Too Many NumLumps

Tuesday, January 18, 2011

Hadoop cluster on EC2 using Cloudera distribution of Whirr

Motivation

There are a number of different tutorials that have been posted to get Hadoop up on an EC2 cluster and then run Hadoop jobs on this cluster from a remote machine. I ended up using Whirr from Cloudera CDH3 and have been through a number of websites and discussion groups. But thus far I have not found a way to get everything up without a few headaches. I thought it might be useful to post what worked for me and warn of some pitfalls along the way. These instructions or for a local machine running Ubuntu 10.10.

Terminology

Most of the install will be done on your local machine with a bit of testing on the name node of the Hadoop cluster running on EC2. Shell commands executed on your local machine will start with a dollar sign whereas shell commands executed on the remote name node will begin with a hash.

commands run on the local machine



$ command

commands run on name node of the cluster



# command

Pitfalls

Debian Packages are not worth it

The Debian packages for Cloudera, including Hadoop and Whirr were built for Ubuntu 10.4. Since I wanted to work with the latest release of Ubuntu, which at the time of this writing is 10.10, the Debian packages for Cloudera were more difficult to install than just grabbing the tarball.
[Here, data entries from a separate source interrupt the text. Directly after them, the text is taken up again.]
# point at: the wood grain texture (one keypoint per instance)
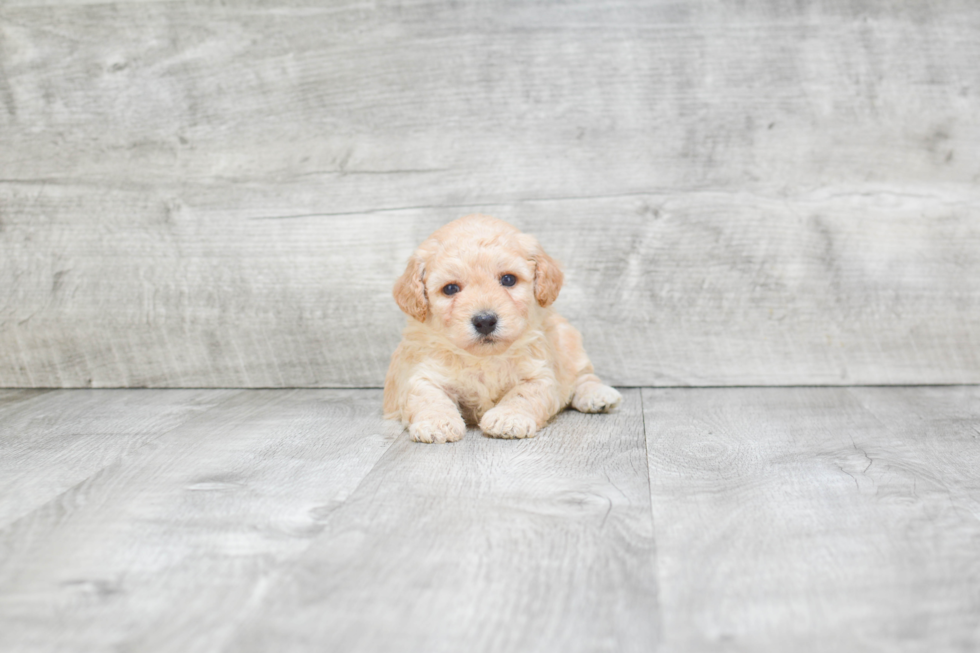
(164, 549)
(211, 195)
(51, 441)
(811, 519)
(483, 545)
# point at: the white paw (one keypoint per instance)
(437, 429)
(503, 423)
(596, 398)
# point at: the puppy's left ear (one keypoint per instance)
(548, 277)
(409, 290)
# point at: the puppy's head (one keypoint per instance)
(479, 282)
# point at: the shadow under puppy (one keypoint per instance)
(483, 345)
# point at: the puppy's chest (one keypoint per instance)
(479, 387)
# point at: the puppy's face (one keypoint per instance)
(478, 282)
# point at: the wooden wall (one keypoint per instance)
(221, 194)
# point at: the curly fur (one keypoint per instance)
(446, 374)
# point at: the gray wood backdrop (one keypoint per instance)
(221, 194)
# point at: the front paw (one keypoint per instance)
(503, 423)
(596, 398)
(437, 428)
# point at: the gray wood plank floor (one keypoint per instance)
(768, 519)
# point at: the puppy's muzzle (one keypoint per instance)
(485, 323)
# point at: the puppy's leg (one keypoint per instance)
(594, 396)
(431, 415)
(523, 410)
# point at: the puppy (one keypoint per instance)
(483, 345)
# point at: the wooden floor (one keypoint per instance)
(779, 519)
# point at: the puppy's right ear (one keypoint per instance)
(409, 290)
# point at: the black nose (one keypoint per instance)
(485, 323)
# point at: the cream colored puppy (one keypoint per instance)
(483, 344)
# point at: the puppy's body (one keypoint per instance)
(483, 344)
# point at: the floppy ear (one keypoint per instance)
(548, 278)
(409, 290)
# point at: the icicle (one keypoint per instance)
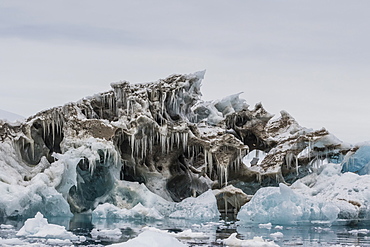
(210, 163)
(132, 143)
(226, 175)
(177, 135)
(296, 165)
(259, 178)
(225, 201)
(44, 129)
(221, 171)
(53, 129)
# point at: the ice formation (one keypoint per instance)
(39, 227)
(150, 238)
(328, 197)
(232, 240)
(157, 150)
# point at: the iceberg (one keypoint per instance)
(156, 150)
(38, 227)
(137, 201)
(150, 238)
(358, 161)
(232, 240)
(328, 197)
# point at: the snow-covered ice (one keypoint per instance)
(150, 238)
(327, 197)
(232, 240)
(106, 233)
(39, 227)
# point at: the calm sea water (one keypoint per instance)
(303, 235)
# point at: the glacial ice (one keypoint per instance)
(113, 234)
(150, 238)
(357, 162)
(109, 211)
(232, 240)
(329, 197)
(136, 201)
(38, 227)
(156, 150)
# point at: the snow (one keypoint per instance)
(358, 162)
(136, 200)
(150, 238)
(38, 227)
(204, 207)
(9, 116)
(108, 210)
(185, 234)
(326, 197)
(267, 225)
(232, 240)
(277, 235)
(114, 234)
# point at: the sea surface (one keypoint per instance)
(354, 234)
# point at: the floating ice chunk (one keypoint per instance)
(129, 194)
(277, 235)
(3, 226)
(26, 201)
(267, 226)
(114, 234)
(204, 207)
(186, 234)
(255, 242)
(39, 227)
(108, 210)
(360, 231)
(255, 157)
(150, 238)
(60, 242)
(283, 206)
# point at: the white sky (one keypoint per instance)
(308, 57)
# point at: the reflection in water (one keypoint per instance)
(301, 235)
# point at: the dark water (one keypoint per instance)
(302, 235)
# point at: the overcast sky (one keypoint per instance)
(308, 57)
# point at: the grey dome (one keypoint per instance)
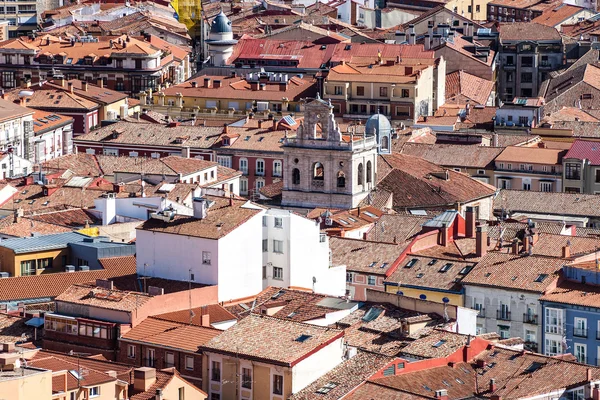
(221, 24)
(377, 125)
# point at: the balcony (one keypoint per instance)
(530, 319)
(580, 332)
(503, 315)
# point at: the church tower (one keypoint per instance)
(325, 168)
(220, 40)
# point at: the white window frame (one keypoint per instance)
(206, 258)
(130, 351)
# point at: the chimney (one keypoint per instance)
(143, 378)
(567, 251)
(515, 246)
(481, 240)
(205, 317)
(470, 222)
(200, 207)
(444, 235)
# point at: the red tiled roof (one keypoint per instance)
(181, 336)
(585, 150)
(52, 285)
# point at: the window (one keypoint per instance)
(296, 176)
(573, 171)
(278, 222)
(360, 174)
(318, 172)
(224, 161)
(95, 391)
(260, 167)
(244, 165)
(341, 180)
(546, 186)
(45, 263)
(526, 77)
(215, 371)
(277, 384)
(130, 351)
(169, 360)
(28, 267)
(277, 168)
(580, 353)
(554, 321)
(247, 378)
(580, 327)
(206, 257)
(150, 358)
(189, 363)
(278, 246)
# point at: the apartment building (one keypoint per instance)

Hadoop versions on local machine and cluster must match

Hadoop must be the same version for the cluster and the local machine. The default Whirr instance at the time of writing has Hadoop 0.20.2+737. Therefore the 0.20.737 tarball must be used to run Hadoop jobs provided Cloudera AMI-based cluster. I am currently using Cloudera CDH3 Hadoop 0.20.2+737.

Depricated Hadoop configuration scheme

Whirr uses a deprecated Hadoop configuration scheme. It has not been an issue yet but it may be something to watch out for.

Installation Instructions

Install Open JDK

Install the package from the apt repositories

$ sudo apt-get install openjdk-6-jre

Set the $JAVA_HOME environment variable (see elsewhere for instructions on permanently setting environment variables)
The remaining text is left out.